I thank the Foreign Minister of Germany and the Deputy Prime Minister of Jordan for hosting this important event, as well as the UN Deputy Secretary-General and this remarkable cast of panelists.
Human rights – especially with regard to protecting civilians from mass atrocity crimes – must be at the heart of the work of the Security Council. This is not only in keeping with the principles and purposes of the UN, it is essential to its legitimacy and credibility in the eyes of the world.
The reasons are clear. Although the UN was formed in the aftermath of the Holocaust and a devastating world war, we currently have the greatest number of civilians displaced by war and atrocities since 1945. This is precisely why we, and other members of civil society, emphasize that there is a direct link between protecting human rights, preventing atrocities and maintaining international peace and security.

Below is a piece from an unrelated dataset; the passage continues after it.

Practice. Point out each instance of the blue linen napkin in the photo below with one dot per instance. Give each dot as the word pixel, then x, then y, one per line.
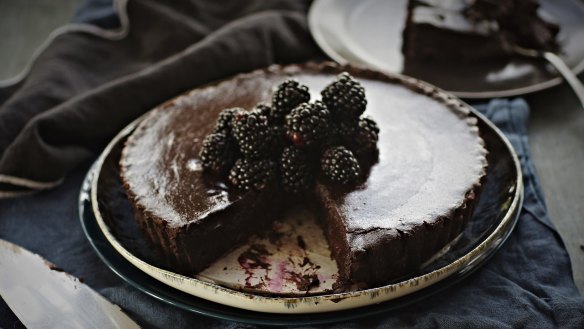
pixel 528 283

As we mark the tenth anniversary of the global commitment to the Responsibility to Protect, we therefore welcome the Secretary-General’s Human Rights Up Front Action Plan, and commend the tireless work of the Deputy-Secretary-General to advance the initiative.
We encourage all Security Council members to make better use of horizon-scanning briefings, hold Arria Formula meetings and Informal Interactive Dialogues. We also encourage more regularized briefings by the UN Special Advisers on the Prevention of Genocide and the Responsibility to Protect, as well as by High Commissioner Zeid, Special Representative Bangura, and other special advisers and representatives. We recognize the need to strengthen the link between Geneva and New York with regard to early warning and timely preventive action.
The Security Council must also provide greater support to the International Criminal Court.
Maintaining peace, protecting human rights and promoting justice are not incompatible objectives. They are essential to ensuring that the UN remains relevant in the twenty-first century.